I hesitate. For a second, I consider deleting it without reading, but I’m curious. This case is so complicated.
Ms. Davis,
I just wanted to check in if you are okay. I am sorry if this is unprofessional. I can’t sleep.
–C.
It’s so short but I have to re-read it twice before I believe it’s real.
My chest does a weird flutter, like a bird is trapped inside.
He can’t sleep because he worries about me?
I roll my eyes at myself, but I can’t stop the half-grin creeping up.
There wasn’t even much happening when he watched us fight, and he still worries?
I shouldn’t read too much into it. I’m just not used to others caring about me.
Or better yet: about men caring about me.
Before I can think too hard, I stand up and push the little deadbolt on my bedroom door. The gesture is automatic. I don’t need privacy from Matthew—it’s not like he cares about enough about me to come checking but it feels right anyway.
I sink back into my bed, fingers hovering over my phone’s screen as I reply:
Dear Mr. Dickhead,
I’m fine, thanks. Just a late night. Is everything okay with you and Livy?
—J
I hover for a second, then hit send. The second the whoosh goes off; regret comes in like a tide.
I shouldn’t have responded. This isn’t the behavior you’d expect from a leading attorney when dealing with clients.
But the answer pops up almost instantly.
It’s a relief to see someone as impatient as me, even if it’s a six foot five disaster of a human being.
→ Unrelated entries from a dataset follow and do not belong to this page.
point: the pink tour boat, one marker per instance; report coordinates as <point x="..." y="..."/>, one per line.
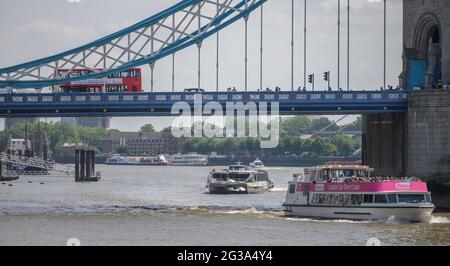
<point x="339" y="191"/>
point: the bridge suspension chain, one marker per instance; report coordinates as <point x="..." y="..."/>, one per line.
<point x="143" y="43"/>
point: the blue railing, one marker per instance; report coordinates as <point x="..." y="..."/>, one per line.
<point x="142" y="98"/>
<point x="160" y="103"/>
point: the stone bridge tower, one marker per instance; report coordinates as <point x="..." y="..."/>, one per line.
<point x="426" y="41"/>
<point x="417" y="142"/>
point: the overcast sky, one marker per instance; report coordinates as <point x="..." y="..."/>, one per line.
<point x="33" y="29"/>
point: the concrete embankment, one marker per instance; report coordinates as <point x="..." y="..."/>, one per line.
<point x="440" y="191"/>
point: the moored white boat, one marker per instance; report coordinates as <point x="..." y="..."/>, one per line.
<point x="191" y="159"/>
<point x="348" y="192"/>
<point x="239" y="179"/>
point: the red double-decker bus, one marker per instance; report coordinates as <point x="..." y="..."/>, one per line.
<point x="125" y="81"/>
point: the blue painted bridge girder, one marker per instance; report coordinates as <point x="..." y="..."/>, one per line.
<point x="161" y="103"/>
Thank you for helping me today. I hope I did not make more trouble for you. If I’m being honest, and I know I shouldn’t, I don’t like the way he talks to you. You deserve better.
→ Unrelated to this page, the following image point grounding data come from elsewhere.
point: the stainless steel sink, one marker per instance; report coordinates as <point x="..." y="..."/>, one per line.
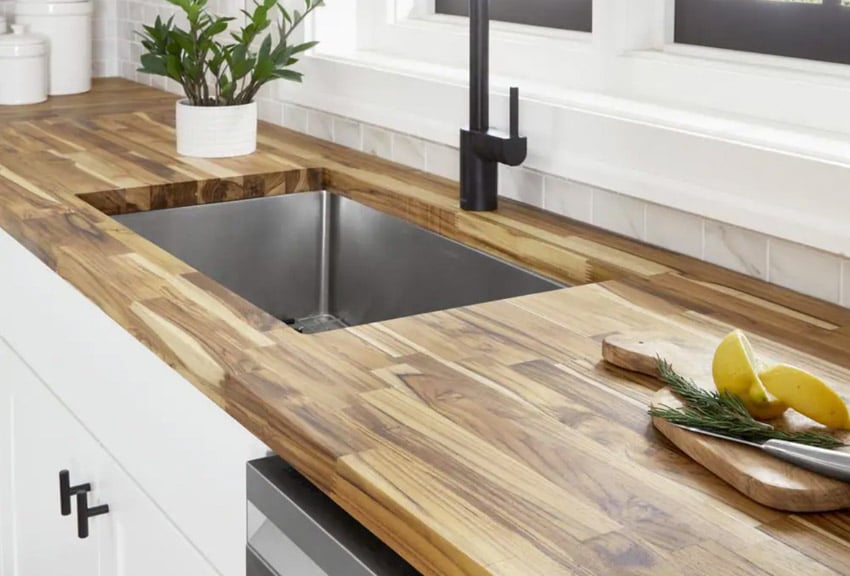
<point x="320" y="261"/>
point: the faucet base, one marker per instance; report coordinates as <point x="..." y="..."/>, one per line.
<point x="479" y="178"/>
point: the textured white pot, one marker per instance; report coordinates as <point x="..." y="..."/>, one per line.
<point x="216" y="131"/>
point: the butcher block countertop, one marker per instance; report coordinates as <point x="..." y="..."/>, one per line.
<point x="482" y="440"/>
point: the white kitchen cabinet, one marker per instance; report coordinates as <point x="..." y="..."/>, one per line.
<point x="40" y="437"/>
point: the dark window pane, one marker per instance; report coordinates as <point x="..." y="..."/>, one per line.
<point x="813" y="29"/>
<point x="565" y="14"/>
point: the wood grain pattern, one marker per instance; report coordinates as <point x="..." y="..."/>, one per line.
<point x="484" y="440"/>
<point x="763" y="478"/>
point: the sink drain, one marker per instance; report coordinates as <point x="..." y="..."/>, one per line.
<point x="316" y="324"/>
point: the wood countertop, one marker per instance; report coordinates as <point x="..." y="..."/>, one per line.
<point x="482" y="440"/>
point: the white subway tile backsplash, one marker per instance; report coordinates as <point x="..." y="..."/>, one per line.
<point x="805" y="270"/>
<point x="675" y="230"/>
<point x="619" y="213"/>
<point x="377" y="142"/>
<point x="736" y="249"/>
<point x="521" y="184"/>
<point x="567" y="198"/>
<point x="348" y="133"/>
<point x="409" y="151"/>
<point x="442" y="160"/>
<point x="320" y="125"/>
<point x="295" y="117"/>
I smile, even though no one can see. A single tear slips from my eye, but I feel it stop.
I start to reply: You’re not trouble.
But I delete it and try again. I need to be professional. It’s from my work e-mail. I can’t flirt with Colton. Ever. So, I try something else:
Helping you is my job. I’m good at it ;). Try to get some sleep, we need you clear-headed tomorrow. And thank you for the kind words.
It’s not long before another e-mail hits my inbox.
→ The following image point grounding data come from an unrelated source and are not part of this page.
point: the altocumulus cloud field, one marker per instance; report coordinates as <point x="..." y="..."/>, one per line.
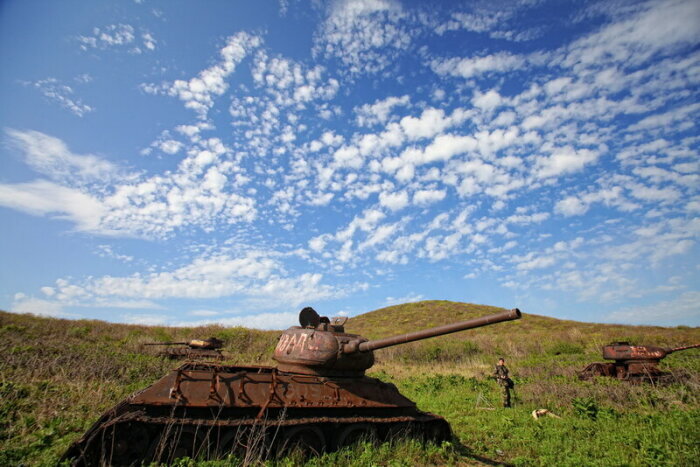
<point x="230" y="162"/>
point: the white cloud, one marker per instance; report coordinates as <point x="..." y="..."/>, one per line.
<point x="473" y="67"/>
<point x="683" y="309"/>
<point x="564" y="160"/>
<point x="380" y="111"/>
<point x="410" y="298"/>
<point x="571" y="206"/>
<point x="198" y="93"/>
<point x="43" y="197"/>
<point x="115" y="36"/>
<point x="425" y="197"/>
<point x="365" y="35"/>
<point x="38" y="307"/>
<point x="394" y="201"/>
<point x="62" y="94"/>
<point x="487" y="101"/>
<point x="52" y="157"/>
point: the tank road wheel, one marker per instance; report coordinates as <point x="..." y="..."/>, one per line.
<point x="125" y="444"/>
<point x="309" y="440"/>
<point x="351" y="434"/>
<point x="233" y="442"/>
<point x="176" y="442"/>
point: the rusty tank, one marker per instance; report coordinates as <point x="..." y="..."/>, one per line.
<point x="634" y="363"/>
<point x="195" y="349"/>
<point x="318" y="398"/>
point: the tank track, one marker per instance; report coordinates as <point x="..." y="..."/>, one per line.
<point x="128" y="436"/>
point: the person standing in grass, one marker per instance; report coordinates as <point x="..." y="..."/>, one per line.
<point x="501" y="374"/>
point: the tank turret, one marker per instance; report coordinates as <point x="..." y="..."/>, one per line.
<point x="320" y="346"/>
<point x="632" y="362"/>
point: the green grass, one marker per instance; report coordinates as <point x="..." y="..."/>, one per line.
<point x="58" y="376"/>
Okay, just tell me you’re safe and he won’t hurt you. I really can’t sleep otherwise. And don’t lie. I know we don’t know each other well, but I would come for you if you needed me. Just wanted to let you know. I’ll stop now.
There. I grin again. Now it’s me being pathetic.
I’m safe, Colton. Thank you. Good night.
This time, I hit send and immediately close the app. If he wants to respond, he can, but I won’t check again. I can’t. I’ve said my piece.
I put the phone on my nightstand and let myself sink back into the pillows, pulling the blanket up to my chin again.
The last thing I think before drifting off is that it’s strange how the smallest kindness can stick to you like a bandage.
Even from someone you’re supposed to hate. Especially from them.